His shoulders sagged again. He could see the scenario exactly as she portrayed it. She was kind enough not to put it bluntly, but his own mind did it for him—he had hurt his team deeply with his seeming rejection, then abrupt disappearance. The reason for the aforementioned disappearance had come to them third-hand, revealing a long-held secret that seemed to imply a lack of trust of them. He was lucky that they hadn't refused to work with him altogether, as betrayed as they no doubt felt.

***

Earlier...

Out of the corner of his eye, he caught a fiery flash of strawberry-blonde hair. He looked up to meet Catherine's ironic gaze. He slid his reading glasses off his nose and onto the desk; if she were going to speak to him, they would make her face too out of focus to read.
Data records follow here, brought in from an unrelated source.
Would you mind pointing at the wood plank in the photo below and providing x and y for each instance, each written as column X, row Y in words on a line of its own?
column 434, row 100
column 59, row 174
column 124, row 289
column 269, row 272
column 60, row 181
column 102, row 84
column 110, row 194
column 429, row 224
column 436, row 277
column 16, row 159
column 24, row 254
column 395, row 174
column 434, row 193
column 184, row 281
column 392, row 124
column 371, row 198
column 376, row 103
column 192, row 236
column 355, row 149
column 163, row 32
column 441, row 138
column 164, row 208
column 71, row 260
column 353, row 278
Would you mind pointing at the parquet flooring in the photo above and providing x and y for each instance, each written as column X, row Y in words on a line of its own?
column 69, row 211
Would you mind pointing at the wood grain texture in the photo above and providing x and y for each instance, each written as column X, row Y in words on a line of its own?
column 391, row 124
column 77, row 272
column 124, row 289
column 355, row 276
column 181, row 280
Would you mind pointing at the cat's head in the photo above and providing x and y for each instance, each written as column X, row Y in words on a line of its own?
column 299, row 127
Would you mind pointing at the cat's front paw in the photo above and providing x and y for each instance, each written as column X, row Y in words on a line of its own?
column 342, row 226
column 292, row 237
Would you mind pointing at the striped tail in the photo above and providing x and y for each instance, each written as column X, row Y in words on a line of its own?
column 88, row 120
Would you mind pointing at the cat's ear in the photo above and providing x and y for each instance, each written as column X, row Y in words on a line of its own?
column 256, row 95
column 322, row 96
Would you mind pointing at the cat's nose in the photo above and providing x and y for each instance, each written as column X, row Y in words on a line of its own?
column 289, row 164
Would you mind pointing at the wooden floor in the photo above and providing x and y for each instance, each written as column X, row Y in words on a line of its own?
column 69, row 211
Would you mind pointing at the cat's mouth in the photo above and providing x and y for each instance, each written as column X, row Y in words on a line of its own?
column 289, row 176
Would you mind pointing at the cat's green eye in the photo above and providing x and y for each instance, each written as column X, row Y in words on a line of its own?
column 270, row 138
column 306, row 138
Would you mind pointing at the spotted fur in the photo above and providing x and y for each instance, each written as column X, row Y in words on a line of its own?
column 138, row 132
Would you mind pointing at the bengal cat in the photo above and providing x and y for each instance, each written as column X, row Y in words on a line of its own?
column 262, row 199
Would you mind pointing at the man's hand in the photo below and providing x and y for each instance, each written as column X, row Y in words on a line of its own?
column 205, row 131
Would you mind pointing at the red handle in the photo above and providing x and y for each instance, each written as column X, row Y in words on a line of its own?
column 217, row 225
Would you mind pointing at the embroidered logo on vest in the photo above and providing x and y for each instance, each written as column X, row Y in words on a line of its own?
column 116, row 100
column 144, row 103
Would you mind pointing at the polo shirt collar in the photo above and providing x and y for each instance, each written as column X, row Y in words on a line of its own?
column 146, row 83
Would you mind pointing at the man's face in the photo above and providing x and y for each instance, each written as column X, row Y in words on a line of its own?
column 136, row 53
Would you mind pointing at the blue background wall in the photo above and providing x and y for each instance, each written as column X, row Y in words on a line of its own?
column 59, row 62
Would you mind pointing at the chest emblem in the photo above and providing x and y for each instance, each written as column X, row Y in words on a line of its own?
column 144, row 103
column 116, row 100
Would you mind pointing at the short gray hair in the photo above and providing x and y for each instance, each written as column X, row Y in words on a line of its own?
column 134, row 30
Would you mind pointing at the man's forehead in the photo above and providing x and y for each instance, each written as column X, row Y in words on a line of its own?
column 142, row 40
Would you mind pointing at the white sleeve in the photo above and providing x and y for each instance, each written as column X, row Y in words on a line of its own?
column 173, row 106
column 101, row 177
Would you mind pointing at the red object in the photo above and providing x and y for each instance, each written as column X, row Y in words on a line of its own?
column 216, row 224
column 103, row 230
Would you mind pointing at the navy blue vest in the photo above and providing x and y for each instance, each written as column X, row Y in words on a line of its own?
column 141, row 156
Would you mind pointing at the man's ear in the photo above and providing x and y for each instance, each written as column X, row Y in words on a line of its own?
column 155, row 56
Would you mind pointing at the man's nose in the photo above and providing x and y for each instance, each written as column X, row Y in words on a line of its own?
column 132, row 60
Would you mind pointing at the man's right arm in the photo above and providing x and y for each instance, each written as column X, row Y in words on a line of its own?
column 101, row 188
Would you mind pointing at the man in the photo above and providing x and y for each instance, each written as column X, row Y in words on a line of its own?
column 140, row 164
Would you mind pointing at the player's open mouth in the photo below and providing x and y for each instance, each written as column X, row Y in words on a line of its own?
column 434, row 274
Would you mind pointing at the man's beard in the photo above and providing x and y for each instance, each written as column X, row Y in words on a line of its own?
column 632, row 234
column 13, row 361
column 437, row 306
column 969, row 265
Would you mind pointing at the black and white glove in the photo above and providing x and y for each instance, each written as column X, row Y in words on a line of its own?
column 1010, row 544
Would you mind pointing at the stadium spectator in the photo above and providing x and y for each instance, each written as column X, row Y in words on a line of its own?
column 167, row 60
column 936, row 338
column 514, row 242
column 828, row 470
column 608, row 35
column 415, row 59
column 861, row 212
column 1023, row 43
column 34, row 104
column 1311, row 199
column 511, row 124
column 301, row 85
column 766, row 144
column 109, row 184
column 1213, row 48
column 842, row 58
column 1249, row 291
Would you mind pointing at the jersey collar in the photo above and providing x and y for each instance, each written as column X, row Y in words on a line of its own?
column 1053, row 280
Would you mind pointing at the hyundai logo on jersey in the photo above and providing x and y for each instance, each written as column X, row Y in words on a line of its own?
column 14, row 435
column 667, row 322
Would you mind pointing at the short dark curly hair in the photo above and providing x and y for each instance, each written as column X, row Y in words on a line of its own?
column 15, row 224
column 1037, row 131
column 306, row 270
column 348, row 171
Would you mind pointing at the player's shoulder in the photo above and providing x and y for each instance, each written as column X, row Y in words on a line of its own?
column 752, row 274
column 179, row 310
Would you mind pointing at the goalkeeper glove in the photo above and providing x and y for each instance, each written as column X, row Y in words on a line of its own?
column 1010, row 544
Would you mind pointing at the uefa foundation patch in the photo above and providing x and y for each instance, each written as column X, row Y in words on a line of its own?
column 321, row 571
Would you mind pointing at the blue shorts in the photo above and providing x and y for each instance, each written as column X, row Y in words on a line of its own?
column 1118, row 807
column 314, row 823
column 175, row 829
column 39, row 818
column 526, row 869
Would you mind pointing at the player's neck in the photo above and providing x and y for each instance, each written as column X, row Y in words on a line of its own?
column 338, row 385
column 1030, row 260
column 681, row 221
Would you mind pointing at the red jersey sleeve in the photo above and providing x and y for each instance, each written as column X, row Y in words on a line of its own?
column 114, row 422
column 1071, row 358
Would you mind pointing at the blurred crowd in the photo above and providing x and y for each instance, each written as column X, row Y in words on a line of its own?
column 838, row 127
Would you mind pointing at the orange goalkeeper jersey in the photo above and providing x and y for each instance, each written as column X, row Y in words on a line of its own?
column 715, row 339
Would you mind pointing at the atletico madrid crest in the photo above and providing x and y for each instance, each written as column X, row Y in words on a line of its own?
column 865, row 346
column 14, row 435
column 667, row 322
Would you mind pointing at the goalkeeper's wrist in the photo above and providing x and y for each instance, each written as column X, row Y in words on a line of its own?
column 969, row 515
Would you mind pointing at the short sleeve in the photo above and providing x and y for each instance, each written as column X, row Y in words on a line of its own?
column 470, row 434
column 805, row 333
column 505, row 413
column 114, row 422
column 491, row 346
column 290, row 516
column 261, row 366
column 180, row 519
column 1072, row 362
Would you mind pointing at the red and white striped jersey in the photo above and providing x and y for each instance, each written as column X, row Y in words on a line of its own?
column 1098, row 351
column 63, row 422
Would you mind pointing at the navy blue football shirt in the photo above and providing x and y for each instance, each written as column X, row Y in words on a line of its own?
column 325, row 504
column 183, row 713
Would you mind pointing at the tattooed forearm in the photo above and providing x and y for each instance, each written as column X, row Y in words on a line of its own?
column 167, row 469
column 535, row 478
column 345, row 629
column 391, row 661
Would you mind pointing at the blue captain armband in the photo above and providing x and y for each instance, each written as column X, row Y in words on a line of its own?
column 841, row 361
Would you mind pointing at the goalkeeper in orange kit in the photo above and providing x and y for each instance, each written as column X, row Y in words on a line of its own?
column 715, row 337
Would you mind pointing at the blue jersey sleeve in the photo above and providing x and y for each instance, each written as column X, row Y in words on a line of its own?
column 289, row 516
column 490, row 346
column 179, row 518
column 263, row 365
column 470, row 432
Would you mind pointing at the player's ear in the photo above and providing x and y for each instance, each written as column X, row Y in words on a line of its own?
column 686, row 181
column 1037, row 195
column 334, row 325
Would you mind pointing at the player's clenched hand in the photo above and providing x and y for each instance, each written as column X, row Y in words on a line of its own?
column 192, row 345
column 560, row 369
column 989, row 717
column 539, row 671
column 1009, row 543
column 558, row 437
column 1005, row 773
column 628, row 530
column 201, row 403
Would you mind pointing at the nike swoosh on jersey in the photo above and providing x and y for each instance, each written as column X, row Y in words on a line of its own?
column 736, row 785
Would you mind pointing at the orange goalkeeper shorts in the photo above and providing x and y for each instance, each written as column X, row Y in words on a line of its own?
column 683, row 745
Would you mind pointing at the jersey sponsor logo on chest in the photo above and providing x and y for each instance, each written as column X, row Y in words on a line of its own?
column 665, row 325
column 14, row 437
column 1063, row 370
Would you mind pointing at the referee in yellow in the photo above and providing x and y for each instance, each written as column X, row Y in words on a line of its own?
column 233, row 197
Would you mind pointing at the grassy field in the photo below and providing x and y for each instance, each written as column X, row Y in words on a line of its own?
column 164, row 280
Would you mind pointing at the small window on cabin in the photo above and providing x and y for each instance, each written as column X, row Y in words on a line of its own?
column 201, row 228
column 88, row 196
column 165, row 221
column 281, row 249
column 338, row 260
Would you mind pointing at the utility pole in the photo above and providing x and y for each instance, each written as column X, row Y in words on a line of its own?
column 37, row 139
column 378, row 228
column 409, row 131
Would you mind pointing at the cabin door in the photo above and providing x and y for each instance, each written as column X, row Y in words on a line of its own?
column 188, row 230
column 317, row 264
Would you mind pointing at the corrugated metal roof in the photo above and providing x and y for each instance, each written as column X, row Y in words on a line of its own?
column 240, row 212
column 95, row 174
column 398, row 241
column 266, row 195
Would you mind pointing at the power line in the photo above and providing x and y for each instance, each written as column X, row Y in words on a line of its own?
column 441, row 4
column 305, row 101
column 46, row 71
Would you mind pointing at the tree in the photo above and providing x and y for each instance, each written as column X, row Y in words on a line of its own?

He felt somewhat annoyed as she comfortably settled herself against the doorway, folding her arms, while saying absolutely nothing. After what felt like an eternity—even though logic told him was just a minute—he volunteered with false agreeability,

"Cath, can I do something for you?"

Her grin widened.

"My friend," she drawled, "not this time. You might say I'm here to do you a favor."

She leaned back even further, her intense green gaze unwavering.

He tossed down the slide he had been preparing, irritated beyond concentration. If no one else had any real work to do, he certainly did. And he wanted to get back to it. He stared back at her with a hint of belligerence.

"I'd be afraid to ask what that could possibly be, if it weren't for the fact that I don't have all night to wait," he snapped.

"Ouch," she replied with a mock air of injured feelings. "If it weren't for the fact that you are about to be late to your own staff meeting..." she taunted gently.

With a muttered expletive, his abstracted air disappearing, he scrambled to his feet.

"Thanks, Cath," he said in genuine gratitude, falling into step beside her as she efficiently made her way to the break room. Dr. Al was right about the knees, he thought, apropos of nothing to do with the upcoming trial by fire—er, informal staff meeting.